Di sicuro l'uscita dell'esponente finlandese del gruppo europeo dell'Eldr (quello al quale appartiene il partito di Antonio Di Pietro) approdato all'esecutivo Ue, qualche malumore nella commissione lo creò. E un'altra uscita pro esecutivo, se non dovesse rientrare, non potrebbe che suscitare malumori. Anche perché a Bruxelles si sta facendo sempre più strada l'idea che interferire con la politica dei paesi membri, in particolare in Italia, ha effetti controproducenti. Uno spot al contrario per l'Ue insomma.
Comunque, le antipatie di Rehn per il Pdl, sono un dato acquisito. Così come le antipatie tedesche per Silvio Berlusconi.

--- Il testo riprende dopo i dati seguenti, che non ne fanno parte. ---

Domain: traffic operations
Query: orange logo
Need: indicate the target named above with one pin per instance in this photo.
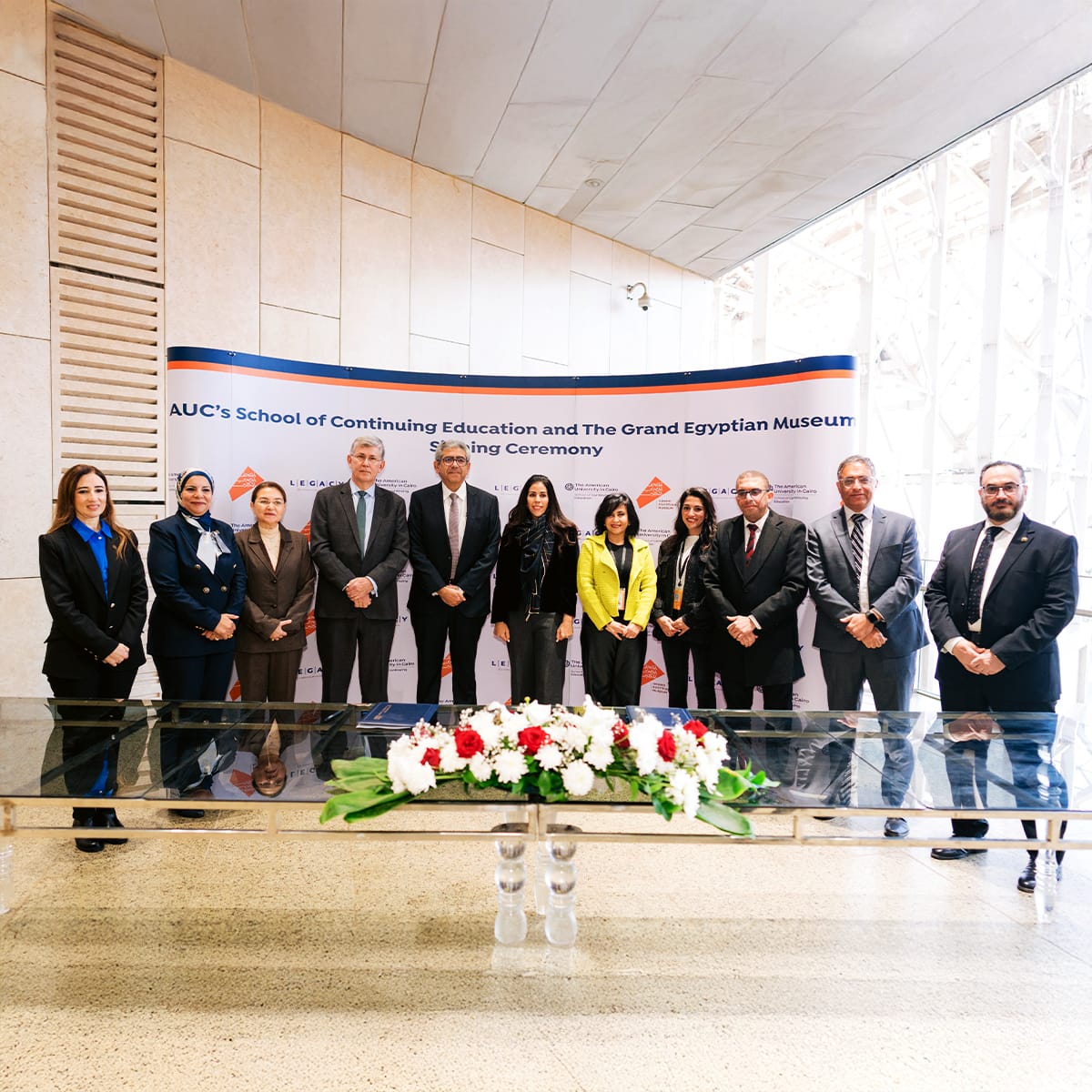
(651, 672)
(653, 490)
(245, 483)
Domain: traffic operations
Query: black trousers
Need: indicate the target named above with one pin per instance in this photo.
(359, 640)
(190, 680)
(90, 751)
(431, 631)
(677, 655)
(612, 666)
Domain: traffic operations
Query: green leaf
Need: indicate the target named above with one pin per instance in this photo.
(724, 818)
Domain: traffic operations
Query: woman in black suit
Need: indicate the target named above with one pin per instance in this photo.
(93, 579)
(535, 598)
(200, 583)
(680, 621)
(270, 642)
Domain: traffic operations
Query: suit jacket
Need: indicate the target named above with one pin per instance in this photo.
(88, 622)
(274, 594)
(430, 551)
(336, 549)
(1030, 602)
(190, 598)
(895, 579)
(771, 588)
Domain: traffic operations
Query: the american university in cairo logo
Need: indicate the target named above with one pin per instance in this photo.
(651, 672)
(245, 483)
(651, 491)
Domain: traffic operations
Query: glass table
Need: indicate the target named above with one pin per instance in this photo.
(262, 768)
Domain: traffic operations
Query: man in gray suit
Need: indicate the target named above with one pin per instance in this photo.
(864, 573)
(359, 543)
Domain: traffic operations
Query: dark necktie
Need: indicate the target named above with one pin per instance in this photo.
(857, 541)
(453, 533)
(978, 574)
(361, 519)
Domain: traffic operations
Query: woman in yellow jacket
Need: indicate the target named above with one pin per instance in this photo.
(616, 579)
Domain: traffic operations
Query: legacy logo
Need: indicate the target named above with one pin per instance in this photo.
(651, 491)
(245, 483)
(651, 672)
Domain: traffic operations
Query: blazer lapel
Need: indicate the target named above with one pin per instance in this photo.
(1024, 539)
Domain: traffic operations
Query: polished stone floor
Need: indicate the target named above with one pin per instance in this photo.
(249, 965)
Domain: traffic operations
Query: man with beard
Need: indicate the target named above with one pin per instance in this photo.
(1003, 592)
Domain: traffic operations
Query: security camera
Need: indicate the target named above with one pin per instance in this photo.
(644, 300)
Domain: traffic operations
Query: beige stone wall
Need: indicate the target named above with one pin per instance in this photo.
(288, 238)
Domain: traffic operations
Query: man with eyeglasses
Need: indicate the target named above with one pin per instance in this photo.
(754, 580)
(864, 574)
(1002, 593)
(359, 544)
(454, 530)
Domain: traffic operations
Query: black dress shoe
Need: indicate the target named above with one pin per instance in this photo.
(113, 822)
(953, 853)
(86, 844)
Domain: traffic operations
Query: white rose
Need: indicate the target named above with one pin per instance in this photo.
(578, 779)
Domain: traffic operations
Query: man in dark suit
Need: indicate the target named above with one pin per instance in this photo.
(1002, 593)
(864, 573)
(454, 531)
(359, 545)
(754, 580)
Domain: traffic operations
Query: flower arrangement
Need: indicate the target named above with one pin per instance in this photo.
(557, 753)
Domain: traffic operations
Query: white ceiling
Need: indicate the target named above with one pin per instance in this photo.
(713, 126)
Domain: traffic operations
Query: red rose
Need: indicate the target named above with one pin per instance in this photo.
(532, 738)
(468, 743)
(666, 746)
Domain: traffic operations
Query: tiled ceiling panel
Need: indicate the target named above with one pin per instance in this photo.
(709, 128)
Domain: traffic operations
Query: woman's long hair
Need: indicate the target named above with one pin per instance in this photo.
(607, 505)
(565, 530)
(708, 529)
(65, 509)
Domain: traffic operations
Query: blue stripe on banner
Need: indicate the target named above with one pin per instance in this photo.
(330, 372)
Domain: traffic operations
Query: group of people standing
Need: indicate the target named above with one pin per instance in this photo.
(722, 596)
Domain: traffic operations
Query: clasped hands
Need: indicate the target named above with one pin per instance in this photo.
(858, 626)
(224, 631)
(976, 660)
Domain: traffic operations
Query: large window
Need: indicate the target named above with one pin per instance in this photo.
(965, 288)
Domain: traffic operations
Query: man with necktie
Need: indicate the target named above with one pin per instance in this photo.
(359, 543)
(1002, 593)
(754, 580)
(864, 573)
(454, 532)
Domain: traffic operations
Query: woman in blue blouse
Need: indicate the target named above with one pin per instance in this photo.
(93, 580)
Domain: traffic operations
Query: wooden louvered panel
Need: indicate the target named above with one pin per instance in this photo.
(106, 156)
(107, 360)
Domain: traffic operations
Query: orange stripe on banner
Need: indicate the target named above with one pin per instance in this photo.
(534, 391)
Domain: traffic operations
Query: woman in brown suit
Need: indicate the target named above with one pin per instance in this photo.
(271, 639)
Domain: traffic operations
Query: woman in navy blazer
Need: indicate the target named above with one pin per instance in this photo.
(93, 580)
(200, 583)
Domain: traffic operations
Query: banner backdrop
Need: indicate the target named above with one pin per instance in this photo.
(250, 419)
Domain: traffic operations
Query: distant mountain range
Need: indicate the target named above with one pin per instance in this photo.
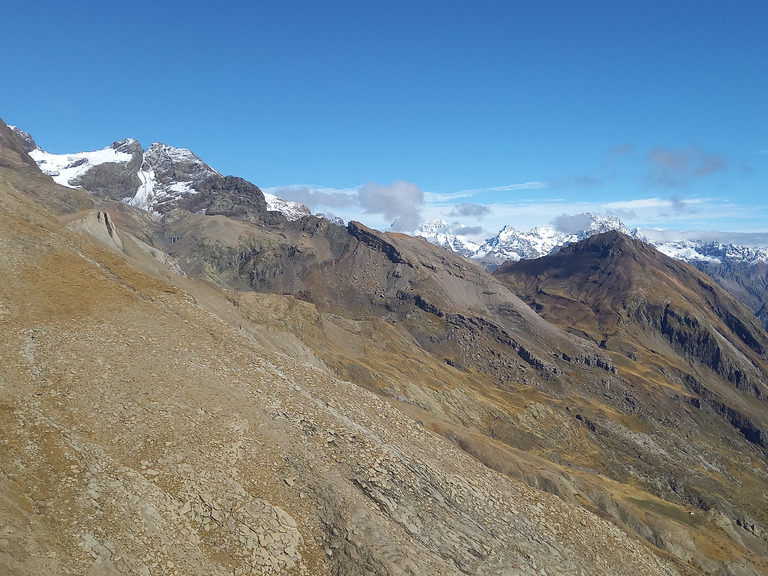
(741, 270)
(155, 179)
(162, 178)
(512, 244)
(194, 382)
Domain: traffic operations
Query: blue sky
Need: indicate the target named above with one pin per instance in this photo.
(485, 113)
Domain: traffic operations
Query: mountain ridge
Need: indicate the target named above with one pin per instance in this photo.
(410, 347)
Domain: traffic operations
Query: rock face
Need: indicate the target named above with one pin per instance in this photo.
(308, 398)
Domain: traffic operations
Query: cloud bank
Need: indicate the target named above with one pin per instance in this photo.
(676, 167)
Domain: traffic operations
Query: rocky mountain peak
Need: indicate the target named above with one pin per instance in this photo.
(26, 140)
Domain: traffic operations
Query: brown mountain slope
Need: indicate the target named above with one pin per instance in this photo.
(139, 433)
(194, 408)
(448, 345)
(699, 356)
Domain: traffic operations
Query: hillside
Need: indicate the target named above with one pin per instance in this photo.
(236, 392)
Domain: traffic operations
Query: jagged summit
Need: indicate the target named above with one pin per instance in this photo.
(156, 179)
(226, 391)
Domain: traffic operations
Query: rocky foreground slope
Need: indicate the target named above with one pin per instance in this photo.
(237, 393)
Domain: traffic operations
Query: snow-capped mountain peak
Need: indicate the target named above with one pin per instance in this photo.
(512, 244)
(66, 169)
(152, 179)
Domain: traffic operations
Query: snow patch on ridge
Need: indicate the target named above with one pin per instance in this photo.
(64, 168)
(289, 209)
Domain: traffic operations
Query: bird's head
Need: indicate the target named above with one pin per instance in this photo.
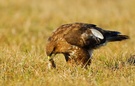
(49, 50)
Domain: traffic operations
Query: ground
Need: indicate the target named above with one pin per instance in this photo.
(25, 26)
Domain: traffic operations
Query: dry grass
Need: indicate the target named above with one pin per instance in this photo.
(26, 24)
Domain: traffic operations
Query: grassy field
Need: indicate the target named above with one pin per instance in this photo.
(25, 26)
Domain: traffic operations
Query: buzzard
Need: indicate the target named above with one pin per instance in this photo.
(76, 41)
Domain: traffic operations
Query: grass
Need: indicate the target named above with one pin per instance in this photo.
(25, 26)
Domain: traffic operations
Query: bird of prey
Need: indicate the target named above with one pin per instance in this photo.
(76, 41)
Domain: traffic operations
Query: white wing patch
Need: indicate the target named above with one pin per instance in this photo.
(97, 33)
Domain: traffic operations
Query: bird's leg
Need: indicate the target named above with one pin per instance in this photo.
(51, 63)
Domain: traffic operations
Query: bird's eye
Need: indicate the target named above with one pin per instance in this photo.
(97, 33)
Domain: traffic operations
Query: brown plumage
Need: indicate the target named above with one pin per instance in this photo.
(77, 41)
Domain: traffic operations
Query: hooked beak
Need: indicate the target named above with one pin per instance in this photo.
(51, 63)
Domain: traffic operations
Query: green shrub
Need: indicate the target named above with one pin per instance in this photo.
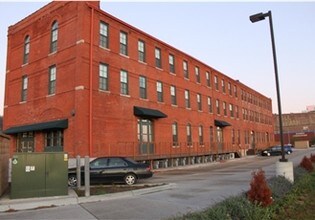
(298, 173)
(279, 186)
(259, 192)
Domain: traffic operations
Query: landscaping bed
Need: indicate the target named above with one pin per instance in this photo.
(276, 198)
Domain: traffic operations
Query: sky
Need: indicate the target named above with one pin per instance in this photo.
(221, 35)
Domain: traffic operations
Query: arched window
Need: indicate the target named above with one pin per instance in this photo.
(54, 37)
(26, 49)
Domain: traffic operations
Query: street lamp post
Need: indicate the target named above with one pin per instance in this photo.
(255, 18)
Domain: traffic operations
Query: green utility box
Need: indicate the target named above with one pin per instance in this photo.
(39, 175)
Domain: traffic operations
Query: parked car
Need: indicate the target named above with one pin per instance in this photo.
(276, 150)
(112, 169)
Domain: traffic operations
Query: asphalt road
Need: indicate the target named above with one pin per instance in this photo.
(194, 188)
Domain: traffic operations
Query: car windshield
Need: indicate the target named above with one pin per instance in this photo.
(130, 160)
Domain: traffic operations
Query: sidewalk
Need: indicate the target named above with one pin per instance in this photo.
(7, 204)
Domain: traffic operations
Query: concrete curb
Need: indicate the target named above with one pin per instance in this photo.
(7, 204)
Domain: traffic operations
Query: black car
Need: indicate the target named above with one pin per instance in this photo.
(276, 150)
(112, 169)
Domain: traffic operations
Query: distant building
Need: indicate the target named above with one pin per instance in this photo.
(298, 129)
(82, 81)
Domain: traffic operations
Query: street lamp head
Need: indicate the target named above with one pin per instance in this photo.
(257, 17)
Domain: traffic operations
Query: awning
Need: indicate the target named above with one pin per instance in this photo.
(148, 113)
(58, 124)
(221, 124)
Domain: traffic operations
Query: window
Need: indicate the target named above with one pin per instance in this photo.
(52, 80)
(24, 88)
(231, 110)
(173, 95)
(217, 104)
(103, 76)
(26, 49)
(143, 87)
(224, 109)
(188, 134)
(236, 111)
(141, 51)
(208, 78)
(230, 88)
(185, 68)
(124, 82)
(210, 105)
(159, 90)
(103, 34)
(175, 134)
(25, 142)
(158, 60)
(200, 133)
(197, 74)
(171, 60)
(235, 91)
(54, 140)
(123, 43)
(54, 37)
(216, 83)
(187, 99)
(211, 136)
(199, 102)
(233, 136)
(223, 85)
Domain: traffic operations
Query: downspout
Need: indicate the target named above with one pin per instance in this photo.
(91, 85)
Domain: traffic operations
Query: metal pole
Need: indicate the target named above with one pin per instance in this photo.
(278, 88)
(87, 175)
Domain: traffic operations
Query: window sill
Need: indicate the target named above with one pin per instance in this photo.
(51, 95)
(104, 91)
(173, 74)
(142, 62)
(104, 48)
(123, 95)
(52, 53)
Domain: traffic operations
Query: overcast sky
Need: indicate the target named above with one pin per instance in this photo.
(220, 35)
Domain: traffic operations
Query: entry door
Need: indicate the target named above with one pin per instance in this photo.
(145, 136)
(220, 139)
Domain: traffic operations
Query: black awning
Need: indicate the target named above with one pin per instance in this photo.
(221, 124)
(58, 124)
(148, 113)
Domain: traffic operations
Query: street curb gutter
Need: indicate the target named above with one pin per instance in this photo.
(8, 205)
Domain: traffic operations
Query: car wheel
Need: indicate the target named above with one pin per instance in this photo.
(130, 179)
(72, 181)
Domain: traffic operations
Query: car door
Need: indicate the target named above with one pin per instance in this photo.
(98, 170)
(117, 169)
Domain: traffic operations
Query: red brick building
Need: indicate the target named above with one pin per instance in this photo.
(82, 81)
(298, 129)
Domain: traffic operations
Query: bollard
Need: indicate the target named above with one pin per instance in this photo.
(87, 175)
(78, 172)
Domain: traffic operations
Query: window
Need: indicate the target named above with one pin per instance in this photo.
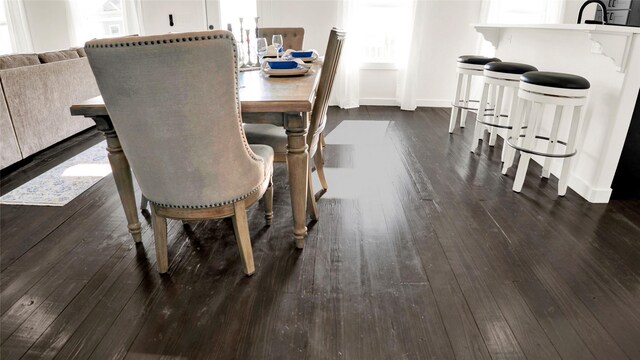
(384, 29)
(5, 39)
(97, 19)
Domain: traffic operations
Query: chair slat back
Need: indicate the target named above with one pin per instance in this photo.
(173, 100)
(327, 77)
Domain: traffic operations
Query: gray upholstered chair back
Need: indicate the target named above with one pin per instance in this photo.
(329, 69)
(293, 37)
(173, 100)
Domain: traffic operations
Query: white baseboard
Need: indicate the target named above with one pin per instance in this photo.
(392, 102)
(433, 102)
(593, 195)
(378, 102)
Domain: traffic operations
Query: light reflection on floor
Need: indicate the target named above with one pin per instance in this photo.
(358, 132)
(367, 148)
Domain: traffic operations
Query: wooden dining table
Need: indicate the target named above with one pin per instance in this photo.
(283, 101)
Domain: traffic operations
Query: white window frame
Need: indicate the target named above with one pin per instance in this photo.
(384, 63)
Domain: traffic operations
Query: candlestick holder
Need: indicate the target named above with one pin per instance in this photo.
(244, 64)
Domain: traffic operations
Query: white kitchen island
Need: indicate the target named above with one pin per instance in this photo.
(609, 57)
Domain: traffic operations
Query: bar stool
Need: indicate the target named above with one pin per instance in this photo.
(468, 66)
(538, 89)
(498, 76)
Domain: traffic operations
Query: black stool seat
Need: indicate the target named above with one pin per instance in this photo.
(476, 60)
(556, 80)
(509, 68)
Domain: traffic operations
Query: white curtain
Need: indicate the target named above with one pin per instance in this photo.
(410, 64)
(346, 88)
(18, 27)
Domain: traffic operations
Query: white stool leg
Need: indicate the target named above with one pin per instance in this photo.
(571, 147)
(522, 110)
(456, 101)
(512, 109)
(536, 112)
(467, 91)
(496, 115)
(477, 132)
(553, 137)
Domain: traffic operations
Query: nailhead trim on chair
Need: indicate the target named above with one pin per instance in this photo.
(227, 202)
(235, 72)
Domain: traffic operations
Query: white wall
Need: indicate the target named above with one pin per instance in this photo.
(188, 15)
(49, 24)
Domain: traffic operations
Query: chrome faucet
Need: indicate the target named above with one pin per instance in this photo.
(603, 7)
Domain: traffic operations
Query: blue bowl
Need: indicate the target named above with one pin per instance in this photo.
(301, 54)
(283, 64)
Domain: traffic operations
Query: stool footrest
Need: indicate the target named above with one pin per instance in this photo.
(533, 152)
(454, 104)
(496, 125)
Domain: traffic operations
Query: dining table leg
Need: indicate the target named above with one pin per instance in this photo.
(121, 175)
(297, 126)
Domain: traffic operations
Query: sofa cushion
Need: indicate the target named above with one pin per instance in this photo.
(54, 56)
(18, 60)
(80, 51)
(39, 98)
(9, 150)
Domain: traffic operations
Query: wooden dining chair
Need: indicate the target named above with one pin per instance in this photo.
(173, 100)
(276, 137)
(293, 37)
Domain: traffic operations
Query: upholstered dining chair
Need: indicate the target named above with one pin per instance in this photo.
(276, 137)
(173, 101)
(293, 37)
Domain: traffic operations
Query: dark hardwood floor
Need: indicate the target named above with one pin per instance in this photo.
(422, 251)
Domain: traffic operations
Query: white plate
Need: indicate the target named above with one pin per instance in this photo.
(300, 70)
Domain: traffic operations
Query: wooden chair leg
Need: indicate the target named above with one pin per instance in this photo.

La novità sarebbe l'ispiratore dell'ultimo assist europeo, individuato dai boatos euro-italiani in Romano Prodi, ex presidente della commissione Ue, due volte premier con il centrosinistra, tornato alla politica attiva con la partecipazione al comizio di Pier Luigi Bersani di Milano. Con i buoni uffici di un eurodirigente di rango come Marco Buti, direttore generale degli Affari economici. Italiano e con simpatie politiche a sinistra.

Resta da chiedersi: come mai un assist di Prodi a un pericoloso concorrente per la corsa al Quirinale? La possibile risposta è che voglia assicurarsi proprio il sostegno di Monti. Il leader centrista, al Colle ha già rinunciato da tempo. Gli basta il riconoscimento di avere salvato l'Italia. Lui, non l'altro Mario.